Chapter 4 Simple Linear Regression

library(rio); library(psych); library(Hmisc); library(ggplot2); library(QuantPsyc)

Regression is one of the most flexible, most powerful, and most frequently used methods for modeling data, both in standard data analysis, and in advanced data science. Make sure you know how to do it.
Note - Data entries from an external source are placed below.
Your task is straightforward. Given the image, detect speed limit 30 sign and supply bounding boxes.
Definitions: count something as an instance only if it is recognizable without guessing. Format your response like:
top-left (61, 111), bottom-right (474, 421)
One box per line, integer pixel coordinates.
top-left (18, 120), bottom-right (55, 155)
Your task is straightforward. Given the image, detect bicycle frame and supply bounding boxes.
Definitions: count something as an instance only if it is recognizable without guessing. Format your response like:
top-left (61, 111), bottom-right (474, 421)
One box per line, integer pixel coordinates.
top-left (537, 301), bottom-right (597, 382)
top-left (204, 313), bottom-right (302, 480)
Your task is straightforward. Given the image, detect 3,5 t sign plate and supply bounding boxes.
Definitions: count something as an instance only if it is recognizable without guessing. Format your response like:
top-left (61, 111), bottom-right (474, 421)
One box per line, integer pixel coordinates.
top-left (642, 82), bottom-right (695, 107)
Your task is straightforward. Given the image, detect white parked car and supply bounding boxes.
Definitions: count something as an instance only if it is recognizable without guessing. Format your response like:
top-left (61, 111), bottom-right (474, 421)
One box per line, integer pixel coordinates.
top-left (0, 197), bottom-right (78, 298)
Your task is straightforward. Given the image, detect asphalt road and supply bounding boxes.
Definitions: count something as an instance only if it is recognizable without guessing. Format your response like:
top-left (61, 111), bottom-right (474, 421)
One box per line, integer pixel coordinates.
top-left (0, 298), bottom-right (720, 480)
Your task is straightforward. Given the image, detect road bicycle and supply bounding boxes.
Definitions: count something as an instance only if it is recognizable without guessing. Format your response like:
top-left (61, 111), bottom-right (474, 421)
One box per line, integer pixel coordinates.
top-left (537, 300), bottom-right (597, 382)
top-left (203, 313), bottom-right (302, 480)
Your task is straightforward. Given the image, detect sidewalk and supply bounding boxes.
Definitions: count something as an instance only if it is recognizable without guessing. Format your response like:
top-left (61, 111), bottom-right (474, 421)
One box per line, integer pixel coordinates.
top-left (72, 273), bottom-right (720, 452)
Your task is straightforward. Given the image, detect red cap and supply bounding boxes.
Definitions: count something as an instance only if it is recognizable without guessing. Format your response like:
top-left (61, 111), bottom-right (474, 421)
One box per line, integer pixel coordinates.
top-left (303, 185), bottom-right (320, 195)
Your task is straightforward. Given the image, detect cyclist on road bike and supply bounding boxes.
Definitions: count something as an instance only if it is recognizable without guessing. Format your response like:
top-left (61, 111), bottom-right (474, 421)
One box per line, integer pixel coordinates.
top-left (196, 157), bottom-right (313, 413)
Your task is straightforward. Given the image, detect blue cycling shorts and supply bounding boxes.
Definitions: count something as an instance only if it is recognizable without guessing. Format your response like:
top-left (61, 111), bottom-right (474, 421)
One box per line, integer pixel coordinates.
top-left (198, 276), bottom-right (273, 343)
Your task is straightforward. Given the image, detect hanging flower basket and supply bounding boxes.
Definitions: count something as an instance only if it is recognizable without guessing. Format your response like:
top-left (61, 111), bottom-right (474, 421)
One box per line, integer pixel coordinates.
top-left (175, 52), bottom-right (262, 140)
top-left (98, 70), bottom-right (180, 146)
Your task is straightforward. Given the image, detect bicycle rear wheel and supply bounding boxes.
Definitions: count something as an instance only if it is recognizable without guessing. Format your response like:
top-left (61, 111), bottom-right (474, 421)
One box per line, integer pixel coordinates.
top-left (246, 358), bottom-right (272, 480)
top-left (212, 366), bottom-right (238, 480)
Use it as a baseline for comparing your models.

The simplest functional relationship between two variables X and Y can be expressed by the linear model (population): ${{Y}_{i}}=\alpha +\beta {{X}_{i}}+{{\varepsilon }_{i}}$, where

${{Y}_{i}}$= the score for person i on the dependent variable Y;

$\alpha$ = the Y-intercept and is equal to the Y value when the value of X = 0 (where the line intersects the Y-axis);

$\beta$ = the slope of the line and indicates the change in Y as the X value increases (or decreases) by 1 point (the steepness of the line) (Also called a regression coefficient);

${{X}_{i}}$ = the value of the independent variable X for person i;

${{\varepsilon }_{i}}$ = random error for person i.
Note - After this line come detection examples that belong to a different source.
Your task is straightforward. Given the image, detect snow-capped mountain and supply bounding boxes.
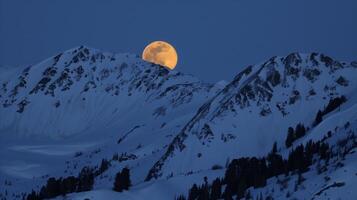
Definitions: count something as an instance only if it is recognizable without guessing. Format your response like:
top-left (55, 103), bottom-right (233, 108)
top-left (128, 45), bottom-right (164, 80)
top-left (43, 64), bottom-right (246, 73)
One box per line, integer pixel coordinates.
top-left (0, 46), bottom-right (357, 199)
top-left (148, 53), bottom-right (357, 180)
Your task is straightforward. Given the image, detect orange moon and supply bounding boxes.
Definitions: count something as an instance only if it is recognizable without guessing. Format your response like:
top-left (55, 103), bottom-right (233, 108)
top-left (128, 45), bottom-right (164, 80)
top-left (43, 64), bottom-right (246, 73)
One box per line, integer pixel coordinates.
top-left (142, 41), bottom-right (178, 69)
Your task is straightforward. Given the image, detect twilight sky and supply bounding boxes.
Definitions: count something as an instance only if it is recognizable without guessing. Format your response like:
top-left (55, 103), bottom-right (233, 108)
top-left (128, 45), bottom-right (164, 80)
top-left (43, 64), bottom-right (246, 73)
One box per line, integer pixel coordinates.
top-left (0, 0), bottom-right (357, 82)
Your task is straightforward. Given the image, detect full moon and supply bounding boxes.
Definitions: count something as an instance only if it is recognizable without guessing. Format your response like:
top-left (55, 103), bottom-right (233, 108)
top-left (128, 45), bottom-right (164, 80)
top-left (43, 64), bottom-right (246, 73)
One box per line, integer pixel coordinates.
top-left (142, 41), bottom-right (177, 69)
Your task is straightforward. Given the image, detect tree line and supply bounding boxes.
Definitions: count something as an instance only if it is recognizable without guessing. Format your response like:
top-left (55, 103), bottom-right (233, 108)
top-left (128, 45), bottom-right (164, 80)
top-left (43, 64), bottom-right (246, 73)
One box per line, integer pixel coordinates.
top-left (176, 140), bottom-right (331, 200)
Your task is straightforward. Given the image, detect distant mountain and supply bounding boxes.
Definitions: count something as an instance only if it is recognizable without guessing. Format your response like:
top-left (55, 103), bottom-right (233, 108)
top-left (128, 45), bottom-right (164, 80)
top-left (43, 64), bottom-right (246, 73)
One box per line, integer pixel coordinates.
top-left (0, 46), bottom-right (357, 199)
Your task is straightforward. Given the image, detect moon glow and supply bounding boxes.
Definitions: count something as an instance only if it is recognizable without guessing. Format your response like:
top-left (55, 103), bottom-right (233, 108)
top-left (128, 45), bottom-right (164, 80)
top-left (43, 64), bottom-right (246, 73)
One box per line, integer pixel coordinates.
top-left (142, 41), bottom-right (177, 69)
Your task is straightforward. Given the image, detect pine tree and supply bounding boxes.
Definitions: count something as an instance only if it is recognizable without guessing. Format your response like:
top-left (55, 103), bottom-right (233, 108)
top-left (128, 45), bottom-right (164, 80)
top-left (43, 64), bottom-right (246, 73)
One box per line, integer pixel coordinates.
top-left (314, 110), bottom-right (323, 126)
top-left (113, 167), bottom-right (131, 192)
top-left (210, 178), bottom-right (222, 200)
top-left (188, 184), bottom-right (199, 200)
top-left (285, 127), bottom-right (295, 148)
For a sample: $Y=a+bX+e$, where

a is an estimate of $\alpha$; b is an estimate of $\beta$; and e is an estimate of ${{\varepsilon }_{i}}$.
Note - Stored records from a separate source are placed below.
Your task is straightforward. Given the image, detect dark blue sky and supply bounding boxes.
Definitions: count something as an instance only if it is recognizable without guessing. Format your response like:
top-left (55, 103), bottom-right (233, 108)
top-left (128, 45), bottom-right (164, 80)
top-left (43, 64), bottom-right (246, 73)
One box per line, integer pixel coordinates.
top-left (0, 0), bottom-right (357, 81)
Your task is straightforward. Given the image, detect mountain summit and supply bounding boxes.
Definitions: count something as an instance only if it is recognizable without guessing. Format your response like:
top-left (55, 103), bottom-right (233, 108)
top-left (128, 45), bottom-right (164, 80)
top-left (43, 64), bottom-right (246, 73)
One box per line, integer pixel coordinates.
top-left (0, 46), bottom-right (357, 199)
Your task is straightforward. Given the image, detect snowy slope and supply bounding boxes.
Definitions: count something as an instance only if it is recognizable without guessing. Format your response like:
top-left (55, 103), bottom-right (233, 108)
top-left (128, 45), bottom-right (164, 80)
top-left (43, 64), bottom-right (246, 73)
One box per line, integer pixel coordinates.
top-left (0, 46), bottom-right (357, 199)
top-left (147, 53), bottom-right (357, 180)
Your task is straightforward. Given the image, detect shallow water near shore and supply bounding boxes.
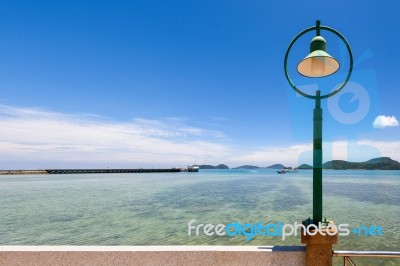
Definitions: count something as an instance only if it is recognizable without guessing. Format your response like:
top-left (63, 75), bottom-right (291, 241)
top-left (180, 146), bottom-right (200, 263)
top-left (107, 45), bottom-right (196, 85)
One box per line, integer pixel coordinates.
top-left (0, 169), bottom-right (400, 256)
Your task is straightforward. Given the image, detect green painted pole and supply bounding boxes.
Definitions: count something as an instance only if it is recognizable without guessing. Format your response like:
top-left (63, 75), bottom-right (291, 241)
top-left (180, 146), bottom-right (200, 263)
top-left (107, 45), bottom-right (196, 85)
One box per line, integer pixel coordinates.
top-left (313, 90), bottom-right (322, 225)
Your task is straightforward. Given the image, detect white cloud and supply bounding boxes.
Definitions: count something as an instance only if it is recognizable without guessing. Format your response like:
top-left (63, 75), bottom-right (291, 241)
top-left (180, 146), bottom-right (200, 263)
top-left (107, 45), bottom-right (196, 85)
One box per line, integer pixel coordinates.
top-left (372, 115), bottom-right (399, 128)
top-left (0, 105), bottom-right (230, 169)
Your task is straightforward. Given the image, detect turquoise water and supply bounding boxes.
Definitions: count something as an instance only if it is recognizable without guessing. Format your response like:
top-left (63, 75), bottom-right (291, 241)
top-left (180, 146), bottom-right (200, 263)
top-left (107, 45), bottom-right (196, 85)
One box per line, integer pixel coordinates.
top-left (0, 170), bottom-right (400, 251)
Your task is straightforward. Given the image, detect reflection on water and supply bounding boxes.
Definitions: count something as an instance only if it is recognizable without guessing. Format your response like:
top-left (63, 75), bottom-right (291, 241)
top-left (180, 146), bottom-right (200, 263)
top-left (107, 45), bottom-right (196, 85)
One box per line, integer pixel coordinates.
top-left (0, 170), bottom-right (400, 250)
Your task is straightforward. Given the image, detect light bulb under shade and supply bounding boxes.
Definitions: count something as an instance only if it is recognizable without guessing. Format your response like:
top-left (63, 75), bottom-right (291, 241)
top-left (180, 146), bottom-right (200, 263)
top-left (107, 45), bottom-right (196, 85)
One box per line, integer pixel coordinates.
top-left (297, 50), bottom-right (339, 78)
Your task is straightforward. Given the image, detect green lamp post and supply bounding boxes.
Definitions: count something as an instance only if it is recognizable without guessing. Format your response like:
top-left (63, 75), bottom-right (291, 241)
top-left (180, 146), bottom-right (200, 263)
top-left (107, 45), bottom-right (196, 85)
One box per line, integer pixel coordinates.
top-left (284, 20), bottom-right (353, 225)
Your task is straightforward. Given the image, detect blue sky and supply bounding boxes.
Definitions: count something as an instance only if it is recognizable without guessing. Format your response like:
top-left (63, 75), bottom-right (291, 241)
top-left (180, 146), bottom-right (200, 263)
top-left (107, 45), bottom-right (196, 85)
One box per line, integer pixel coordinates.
top-left (0, 0), bottom-right (400, 169)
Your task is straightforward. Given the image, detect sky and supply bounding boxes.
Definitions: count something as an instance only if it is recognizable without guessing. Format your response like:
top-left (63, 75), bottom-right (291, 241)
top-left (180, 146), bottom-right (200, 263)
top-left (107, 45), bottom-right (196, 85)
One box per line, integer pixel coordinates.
top-left (0, 0), bottom-right (400, 169)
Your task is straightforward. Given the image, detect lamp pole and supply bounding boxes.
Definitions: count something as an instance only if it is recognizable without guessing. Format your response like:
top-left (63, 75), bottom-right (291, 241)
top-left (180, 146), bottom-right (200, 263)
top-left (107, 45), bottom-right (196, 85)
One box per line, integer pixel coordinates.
top-left (284, 20), bottom-right (353, 225)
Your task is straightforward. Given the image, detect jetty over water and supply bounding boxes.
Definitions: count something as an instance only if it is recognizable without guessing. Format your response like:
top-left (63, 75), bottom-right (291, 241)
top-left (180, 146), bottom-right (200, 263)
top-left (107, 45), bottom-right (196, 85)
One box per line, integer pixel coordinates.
top-left (45, 168), bottom-right (182, 174)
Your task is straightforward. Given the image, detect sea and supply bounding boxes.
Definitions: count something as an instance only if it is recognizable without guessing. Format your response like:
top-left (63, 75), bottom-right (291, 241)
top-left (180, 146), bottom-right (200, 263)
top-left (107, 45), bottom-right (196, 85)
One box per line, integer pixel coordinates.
top-left (0, 169), bottom-right (400, 263)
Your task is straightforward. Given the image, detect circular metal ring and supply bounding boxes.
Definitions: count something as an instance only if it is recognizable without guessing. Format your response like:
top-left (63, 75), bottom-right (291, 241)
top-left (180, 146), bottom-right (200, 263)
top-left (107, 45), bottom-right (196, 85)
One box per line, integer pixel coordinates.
top-left (284, 26), bottom-right (353, 99)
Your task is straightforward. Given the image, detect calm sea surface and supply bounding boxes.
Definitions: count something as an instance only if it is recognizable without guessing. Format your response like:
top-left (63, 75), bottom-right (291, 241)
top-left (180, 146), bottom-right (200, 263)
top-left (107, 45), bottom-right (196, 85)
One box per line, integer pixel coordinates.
top-left (0, 170), bottom-right (400, 251)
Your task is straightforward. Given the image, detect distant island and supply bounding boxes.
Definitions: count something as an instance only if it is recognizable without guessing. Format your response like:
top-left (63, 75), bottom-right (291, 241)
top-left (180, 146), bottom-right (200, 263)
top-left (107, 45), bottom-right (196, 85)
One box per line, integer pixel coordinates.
top-left (322, 157), bottom-right (400, 170)
top-left (199, 157), bottom-right (400, 170)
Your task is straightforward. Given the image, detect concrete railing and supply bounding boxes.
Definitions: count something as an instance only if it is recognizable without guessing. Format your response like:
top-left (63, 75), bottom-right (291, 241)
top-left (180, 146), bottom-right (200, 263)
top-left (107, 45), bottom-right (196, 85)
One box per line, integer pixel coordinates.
top-left (0, 246), bottom-right (306, 266)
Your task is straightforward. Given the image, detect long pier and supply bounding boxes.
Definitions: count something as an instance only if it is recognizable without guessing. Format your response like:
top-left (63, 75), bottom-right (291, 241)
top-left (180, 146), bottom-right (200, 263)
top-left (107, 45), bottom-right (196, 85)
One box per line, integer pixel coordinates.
top-left (0, 166), bottom-right (199, 175)
top-left (45, 168), bottom-right (182, 174)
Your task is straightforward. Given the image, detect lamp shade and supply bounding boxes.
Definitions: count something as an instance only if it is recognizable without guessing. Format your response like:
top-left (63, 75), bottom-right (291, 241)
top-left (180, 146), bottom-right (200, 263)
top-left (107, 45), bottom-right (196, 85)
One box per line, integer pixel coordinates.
top-left (297, 36), bottom-right (339, 78)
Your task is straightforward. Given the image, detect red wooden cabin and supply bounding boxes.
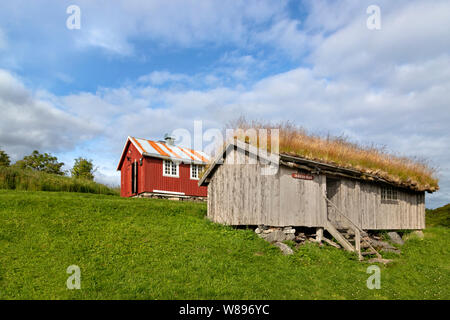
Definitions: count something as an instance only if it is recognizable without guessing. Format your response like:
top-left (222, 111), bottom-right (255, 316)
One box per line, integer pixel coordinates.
top-left (117, 135), bottom-right (209, 198)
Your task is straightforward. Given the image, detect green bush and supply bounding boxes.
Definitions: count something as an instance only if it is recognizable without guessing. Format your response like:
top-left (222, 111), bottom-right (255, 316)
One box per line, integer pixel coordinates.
top-left (0, 167), bottom-right (119, 195)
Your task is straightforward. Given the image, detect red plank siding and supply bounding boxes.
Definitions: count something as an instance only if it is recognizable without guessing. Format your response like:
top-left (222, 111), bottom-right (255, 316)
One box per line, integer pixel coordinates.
top-left (120, 142), bottom-right (208, 197)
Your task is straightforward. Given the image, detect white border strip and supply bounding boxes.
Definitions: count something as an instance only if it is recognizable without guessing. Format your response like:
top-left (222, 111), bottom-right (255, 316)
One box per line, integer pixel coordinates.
top-left (153, 190), bottom-right (185, 196)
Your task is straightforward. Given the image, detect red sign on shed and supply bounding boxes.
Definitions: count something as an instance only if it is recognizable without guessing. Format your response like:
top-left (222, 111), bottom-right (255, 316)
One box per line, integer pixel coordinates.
top-left (292, 172), bottom-right (314, 180)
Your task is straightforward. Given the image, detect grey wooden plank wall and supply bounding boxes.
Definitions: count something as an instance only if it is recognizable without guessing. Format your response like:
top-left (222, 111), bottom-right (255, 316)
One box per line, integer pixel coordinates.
top-left (208, 151), bottom-right (425, 230)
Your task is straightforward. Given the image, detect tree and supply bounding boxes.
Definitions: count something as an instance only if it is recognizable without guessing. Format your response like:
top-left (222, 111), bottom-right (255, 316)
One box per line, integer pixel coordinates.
top-left (15, 150), bottom-right (65, 176)
top-left (70, 157), bottom-right (95, 180)
top-left (0, 150), bottom-right (11, 167)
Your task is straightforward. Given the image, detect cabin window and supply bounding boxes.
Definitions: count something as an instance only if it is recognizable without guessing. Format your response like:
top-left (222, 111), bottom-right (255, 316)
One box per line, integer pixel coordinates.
top-left (163, 160), bottom-right (178, 178)
top-left (381, 186), bottom-right (398, 202)
top-left (131, 161), bottom-right (138, 194)
top-left (191, 164), bottom-right (203, 180)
Y cannot be perfectly predicted from X. Other sources of variability will not be measured (represented by e).

Because e is unobservable or is unable to be measured, we rewrite the equation to indicate that we are unable to measure all sources of error: $\hat Y = a + bX$, where ${\hat Y}$ is the predicted Y value determined from a knowledge of X values.

Prediction Error (called Residuals) is represented as the difference between observed Y values and the predicted Y values: $e = Y - \hat Y$

Ultimately, we want to find a solution for a and b that will minimize error as much as possible so that we can explain as much of Y as possible. Anything unexplained by X is leftover error (again, represented by e).

Ordinary Least Squares Regression minimizes the sum of squared residuals ( $SS_{res}$ ): $\sum{{{(Y-{\hat Y})}^{2}}=\sum{{{e}^{2}}}}$

The linear regression equation, ${\hat Y}=a+bX$, will produce a line that will fit the data most accurately in the sense that it will minimize the residual sum of squares ( $SS_{res}$ ) (Ordinary Least Squares).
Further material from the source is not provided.